Perhaps the clearest consequence of rising wealth amongst pensioners is that more and more have estates in excess of the available reliefs from inheritance tax on death. For married pensioners who leave their wealth to their spouse on death, the surviving spouse can leave up to £650,000 on their subsequent death free from inheritance tax (by using their and their spouse’s respective nil rate bands). If their wealth is under £2,000,000 each on death then they may also take advantage of the residence nil rate band, which provides an additional slice of inheritance tax relief if they leave all or part of a residential property to their children or further descendants. Taking all of this into account, it is possible for parents to leave up to £1,000,000 between them to their children and further descendants tax free.
One way in which the Government could have sought to address the issue of increasing inheritance tax exposure for the middle classes would have been to raise the nil rate band allowance from the current threshold of £325,000, which has stayed level since 2009. In previous years the threshold rose each financial year, similar to the income tax and capital gains tax personal allowances. The residence nil rate band is a much narrower exemption which only applies in certain circumstances and so cannot be considered a like-for-like substitute.
For those concerned about their future tax bill and/or those looking to pass wealth down to younger generations there are a number of tax-efficient methods for doing so. The UK rules on lifetime giving permit individuals to make unlimited tax-free gifts, provided the donor survives those gifts by seven years. On top of this individuals can make up to £3,000 of gifts each financial year free from inheritance tax (whether or not they survive seven years), as well as taking advantage of other specific exemptions, such as gifts to newly-weds for their wedding. Gifts that are made out of an individual’s surplus income each year can also be made tax free, although care should be taken over the definitions of both ‘surplus’ and ‘income’.

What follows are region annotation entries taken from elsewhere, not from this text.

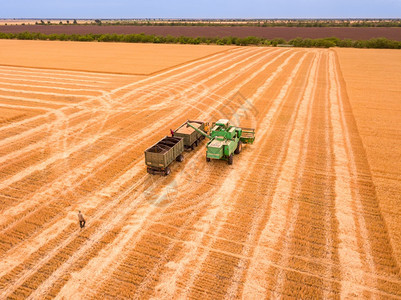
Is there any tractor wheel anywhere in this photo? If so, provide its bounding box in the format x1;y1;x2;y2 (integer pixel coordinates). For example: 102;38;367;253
234;141;242;154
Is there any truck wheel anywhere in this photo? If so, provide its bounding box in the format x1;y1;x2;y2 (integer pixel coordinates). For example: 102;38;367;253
227;154;234;165
234;141;242;154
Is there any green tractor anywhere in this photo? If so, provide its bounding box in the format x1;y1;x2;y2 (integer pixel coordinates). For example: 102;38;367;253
187;119;255;165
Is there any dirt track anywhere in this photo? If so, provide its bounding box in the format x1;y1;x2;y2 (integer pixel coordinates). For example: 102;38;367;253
0;43;401;299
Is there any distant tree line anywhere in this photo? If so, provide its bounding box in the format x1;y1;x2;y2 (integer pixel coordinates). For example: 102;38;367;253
0;32;401;49
31;19;401;27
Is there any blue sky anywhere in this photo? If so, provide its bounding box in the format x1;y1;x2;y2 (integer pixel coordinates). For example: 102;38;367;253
0;0;401;18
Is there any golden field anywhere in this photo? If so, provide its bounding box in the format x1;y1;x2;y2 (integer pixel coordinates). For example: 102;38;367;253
0;41;401;299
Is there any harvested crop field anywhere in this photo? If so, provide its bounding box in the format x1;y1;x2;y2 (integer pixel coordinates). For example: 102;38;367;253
0;25;401;41
0;40;230;75
0;41;401;299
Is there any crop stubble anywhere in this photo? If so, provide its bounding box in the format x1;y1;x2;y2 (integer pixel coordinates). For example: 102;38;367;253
0;41;401;298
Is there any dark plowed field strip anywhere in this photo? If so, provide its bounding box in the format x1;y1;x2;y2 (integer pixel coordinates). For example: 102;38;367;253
0;25;401;41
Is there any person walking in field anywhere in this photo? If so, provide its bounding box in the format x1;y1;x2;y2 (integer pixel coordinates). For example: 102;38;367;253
78;211;86;228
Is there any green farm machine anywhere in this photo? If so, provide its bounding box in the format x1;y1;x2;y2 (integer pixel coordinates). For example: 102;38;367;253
187;119;255;165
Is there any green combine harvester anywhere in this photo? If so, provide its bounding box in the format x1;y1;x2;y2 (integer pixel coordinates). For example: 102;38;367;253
187;119;255;165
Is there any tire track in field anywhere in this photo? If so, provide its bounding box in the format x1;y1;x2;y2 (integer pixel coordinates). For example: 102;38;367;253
0;47;276;296
0;81;102;94
0;73;103;87
0;72;109;84
50;48;296;298
0;65;132;80
0;47;260;221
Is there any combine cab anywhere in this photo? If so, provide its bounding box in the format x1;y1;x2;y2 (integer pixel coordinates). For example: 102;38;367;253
187;119;255;165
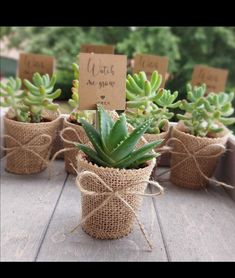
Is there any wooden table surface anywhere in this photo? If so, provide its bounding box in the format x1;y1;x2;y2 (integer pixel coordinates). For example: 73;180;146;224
1;160;235;261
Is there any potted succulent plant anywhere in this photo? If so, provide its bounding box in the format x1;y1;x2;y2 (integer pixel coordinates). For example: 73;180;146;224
62;63;95;175
76;106;161;243
170;84;235;188
126;71;180;165
0;73;61;174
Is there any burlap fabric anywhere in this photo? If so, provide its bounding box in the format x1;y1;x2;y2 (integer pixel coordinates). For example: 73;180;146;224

Finally, rising wealth should be a reminder that preparing a Will should be seen as a high priority for all individuals. As a minimum Wills provide individuals with the peace of mind that their affairs will be properly administered after their death in accordance with their wishes. However, for those facing a potential tax bill on death, a Will is the key to unlocking the potential tax savings by directing wealth to those recipients which attract the highest savings.